Ao longo da última década, sobretudo, a sua obra tem merecido maior destaque e, até 28 de janeiro de 2024, o Whitney Museum, em Nova Iorque, apresenta a retrospetiva intitulada “B Side”. Esta exposição é sintomática do processo de reconhecimento que os grandes museus e galerias do dito ocidente levam a cabo no que respeita à pouca expressão que deram, nas suas coleções e programações, à produção artística de mulheres, negros e de todos aqueles fora do círculo de poder machista, caucasiano e judaico-cristão.
Temos abordado, neste espaço, diversos exemplos desse processo de reconhecimento de décadas, séculos de exclusão, levado a cabo com grande expressão internacional, sobretudo nos últimos anos, e que é uma das formas de reparação das desigualdades promovidas ao longo da nossa história comum.
A exposição de Henry Taylor não é, de resto, caso único por estes dias em Nova Iorque. No Whitney Museum apresenta-se também uma retrospetiva de Ruth Asawa (1926-2013), americana de ascendência japonesa que, no seguimento dos ataques a Pearl Harbor na II Guerra Mundial, viveu com a família nos campos de concentração para onde os norte-americanos relegaram os japoneses residentes no seu país. O Ser Humano que não apende com os erros dos outros e que opta, por reação hormonal e desprovida de consciência, pela vingança usando armas iguais. Temos ouvido tanto sobre isto nas últimas semanas!

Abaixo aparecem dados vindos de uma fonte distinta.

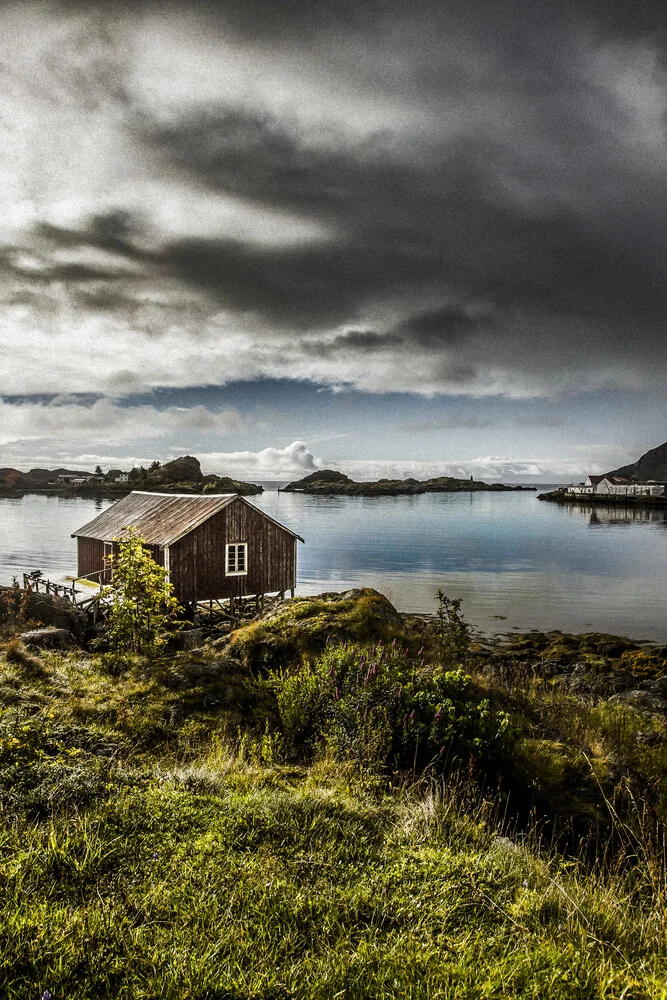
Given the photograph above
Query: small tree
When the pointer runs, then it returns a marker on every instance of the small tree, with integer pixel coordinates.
(141, 604)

Nas imediações deste museu, onde proliferam galerias, poderia ainda referir a exposição de Kandy G Lopez (n.1987), artista afro-caribenha que expõe na ACA Galleries obras em que refletem sobre a situação da identidade negra na contemporaneidade. Os exemplos multiplicar-se-iam, mas, no essencial, interessa compreender esta urgência de reconhecimento e reparação e a forma como a Cultura pode e deve estar na linha da frente do exemplo de como se constrói a equidade e diminuem desigualdades.